In a previous interview with Guardian Business, McGarvey Development Company’s Vice President of Asset Management Bill Price called McGarvey’s 1991 tax conviction a “mistake” made by the developer and “water under the bridge”.

“We’ve probably done about half a billion dollars worth of business since that time,” said Price.

Concerned Exumians, speaking on condition of anonymity, had questioned at that time the value that McGarvey would bring to Exuma after he admitted that – in contrast to initially touted plans to establish a $40 million development project at February Point in Exuma – his group would make a $12 million “front end” investment of which McGarvey’s intended investment would amount to $700,000.

As revealed by Guardian Business, access to financing for this investment, which he confirmed would include a “front end” investment of $12 million in the property acquisitions, the construction of five condominiums, a sales office, an upgrade of the marina and some other small scale construction work, is contingent on approvals from the government, according to McGarvey.

Commercial village

Price stated that plans previously highlighted in the media for a “commercial village” within the property will be contingent on demand at some point in the future, with the question of whether it would take place “very difficult to project”.

Hotel development plans for February Point will depend on the group bringing in “a competent developer”.

“We are not hotel developers,” Price told Guardian Business.

McGarvey and Price’s confirmation of the group’s plans came after Guardian Business obtained details of a proforma document issued by McGarvey soliciting investors for the proposed investment.

In addition to highlighting how the company would earn $36 million gross revenue in land sales over the course of the next seven years, from sale of property within the parcel to be purchased, as property values continue to rise, the proforma document told the story of how the company has been successful since 2008 in achieving profits from investing in “distressed” properties.

It gave an example of a “successful turnaround” of a property in Florida, purchased for an $18.5 million profit after a “three year hold”.

In the case of February Point and nearby Flamingo Bay, however, Price said funds from land sales in the targeted Exuma projects would be continually “reinvested” into the development.

Asked specifically what proposals McGarvey submitted to the government with respect to developing Exuma, given the apparent discrepancy between public statements made by his representatives, and the details contained in the proforma document, Rolle said last week: “His plans are to develop the area.”

Pressed to be more specific, Rolle added: “I can’t say exactly. I don’t have the details offhand.”

Smith said he “has no problem” with the development, but only wishes to ensure that those involved are reliable and will bring long term benefits to Exuma, and involve Bahamians in the development.

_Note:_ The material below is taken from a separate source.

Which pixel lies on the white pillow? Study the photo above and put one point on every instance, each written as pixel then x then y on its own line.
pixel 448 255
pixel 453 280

“I personally have no problem with the development, provided it goes beyond the very prime pieces of land called February Point. To make it a meaningful project, the face of it has to be somebody with a reputation in whom people can repose confidence and I have long said it should be someone else – people who actually have the money and not just a desire to do the development out of land sales.”

Smith said he is confident the prime minister will “make the right decision” with respect to February Point when the matter is brought to a conclusion.

“It may have been beneficial that this matter was drawn out for such a long period – when you rush, you do make mistakes and this is so significant for Georgetown, to make a mistake will take a long time to correct.”